A good friend of mine, Malose Kekana sent me this today. It was a timely
reminder to always focus your efforts to things you can make work, and
learn to walk away from those you can no longer make work.
"A good portfolio manager knows which companies to keep and which
ones to let go. Many a General Partner (GP)/ Fund Manager has struggled
with portfolio companies that cannot meet their value-creation
milestones, or raise additional follow-on rounds of capital, or generate
target returns in a time span of, say, five to seven years. The faster
you recognize those losses, the better it is.
In constructing the portfolio, GPs often fall in love with their own
cooking and ignore obvious signs of a downward trajectory. A number of
factors—ego, saving face, good capital following bad—can stall this
process and become a sinkhole.
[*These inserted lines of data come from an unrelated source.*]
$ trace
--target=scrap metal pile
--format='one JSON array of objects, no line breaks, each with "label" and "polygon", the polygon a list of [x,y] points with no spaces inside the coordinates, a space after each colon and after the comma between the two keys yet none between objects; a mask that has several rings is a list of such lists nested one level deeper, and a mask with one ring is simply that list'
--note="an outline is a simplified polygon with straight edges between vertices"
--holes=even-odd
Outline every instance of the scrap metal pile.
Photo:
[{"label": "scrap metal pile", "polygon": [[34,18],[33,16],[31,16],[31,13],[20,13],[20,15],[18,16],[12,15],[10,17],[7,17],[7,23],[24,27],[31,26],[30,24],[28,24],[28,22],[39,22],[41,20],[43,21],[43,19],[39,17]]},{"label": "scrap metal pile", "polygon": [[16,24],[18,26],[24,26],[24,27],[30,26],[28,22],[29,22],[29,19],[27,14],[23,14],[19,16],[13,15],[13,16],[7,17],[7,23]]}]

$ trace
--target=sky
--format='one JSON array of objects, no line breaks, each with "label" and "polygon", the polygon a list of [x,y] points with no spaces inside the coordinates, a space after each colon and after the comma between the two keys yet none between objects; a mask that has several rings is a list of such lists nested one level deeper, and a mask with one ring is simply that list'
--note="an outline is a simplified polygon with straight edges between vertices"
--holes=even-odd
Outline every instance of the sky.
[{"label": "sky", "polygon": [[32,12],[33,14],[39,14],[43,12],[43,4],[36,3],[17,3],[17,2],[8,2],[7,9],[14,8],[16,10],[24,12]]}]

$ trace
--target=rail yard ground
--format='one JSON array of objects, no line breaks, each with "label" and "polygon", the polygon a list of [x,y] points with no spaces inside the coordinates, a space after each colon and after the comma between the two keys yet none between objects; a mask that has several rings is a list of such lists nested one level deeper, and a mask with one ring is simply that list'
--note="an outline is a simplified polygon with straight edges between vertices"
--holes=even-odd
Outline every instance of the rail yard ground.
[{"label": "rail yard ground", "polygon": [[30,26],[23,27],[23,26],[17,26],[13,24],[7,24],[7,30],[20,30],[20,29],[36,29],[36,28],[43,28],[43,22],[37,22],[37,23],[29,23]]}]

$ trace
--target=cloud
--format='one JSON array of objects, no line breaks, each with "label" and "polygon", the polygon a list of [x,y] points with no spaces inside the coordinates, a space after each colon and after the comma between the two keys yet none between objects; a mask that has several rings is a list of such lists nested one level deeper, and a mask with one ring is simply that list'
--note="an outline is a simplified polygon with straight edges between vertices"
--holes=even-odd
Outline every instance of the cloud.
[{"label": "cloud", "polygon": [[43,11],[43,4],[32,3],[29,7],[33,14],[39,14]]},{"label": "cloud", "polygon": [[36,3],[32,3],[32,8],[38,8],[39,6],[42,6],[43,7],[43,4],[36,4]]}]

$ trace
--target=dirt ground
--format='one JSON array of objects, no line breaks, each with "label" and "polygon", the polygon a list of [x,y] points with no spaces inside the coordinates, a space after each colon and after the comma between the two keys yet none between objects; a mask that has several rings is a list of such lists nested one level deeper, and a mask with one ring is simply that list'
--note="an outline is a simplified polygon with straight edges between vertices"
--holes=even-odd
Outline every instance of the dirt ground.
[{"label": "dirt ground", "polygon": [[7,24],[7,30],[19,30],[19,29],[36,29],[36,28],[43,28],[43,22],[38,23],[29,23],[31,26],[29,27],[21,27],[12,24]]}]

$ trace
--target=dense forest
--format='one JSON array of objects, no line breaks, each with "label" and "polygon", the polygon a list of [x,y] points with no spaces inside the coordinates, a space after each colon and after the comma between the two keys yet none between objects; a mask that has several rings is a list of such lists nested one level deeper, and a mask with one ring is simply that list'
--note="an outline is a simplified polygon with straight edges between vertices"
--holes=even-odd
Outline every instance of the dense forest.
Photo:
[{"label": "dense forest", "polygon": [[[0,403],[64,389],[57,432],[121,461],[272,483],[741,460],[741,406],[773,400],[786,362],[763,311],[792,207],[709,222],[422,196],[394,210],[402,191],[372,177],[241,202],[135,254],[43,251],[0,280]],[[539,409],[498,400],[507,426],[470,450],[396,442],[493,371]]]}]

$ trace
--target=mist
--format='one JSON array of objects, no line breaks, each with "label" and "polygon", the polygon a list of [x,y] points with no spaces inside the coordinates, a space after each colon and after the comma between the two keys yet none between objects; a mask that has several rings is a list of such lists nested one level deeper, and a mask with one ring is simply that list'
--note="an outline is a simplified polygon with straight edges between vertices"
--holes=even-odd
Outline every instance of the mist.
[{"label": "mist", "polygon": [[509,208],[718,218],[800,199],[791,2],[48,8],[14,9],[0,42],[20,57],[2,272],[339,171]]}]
As David Cowan says, “Just focus on your
top five—the rest is distraction.” The harder part of the investor's
discipline is to know when to quit.
A seasoned practitioner, Seth Rudnick of Canaan Partners, points out
that risk is inherent in this business and calls for disciplined
balance that any Limited Partner / Investor would expect. “Despite all
the foresight and hindsight that you can muster, you can still go wrong.
And that is the difficulty of being in this business. The environment
can get you, markets can get you, technology can get you, regulatory
agencies can get you. You have to constantly scan all of those things
and be willing to adjust your own sense of what's a reasonable outcome
and move the company into a position where it has the maximum chance to
succeed. And that is a lot of work.
If you see a portfolio company consistently struggle and stumble, as
a board member you may feel compelled to continue to work on that
company. But as a venture investor you may ponder ‘I can't make this
work anymore and should let it die. I should rather turn my efforts to
something I can make work.’ And that's hard for practitioners. The
intrinsic belief to throw a little more energy and a little more time
into it may not necessarily save the company.”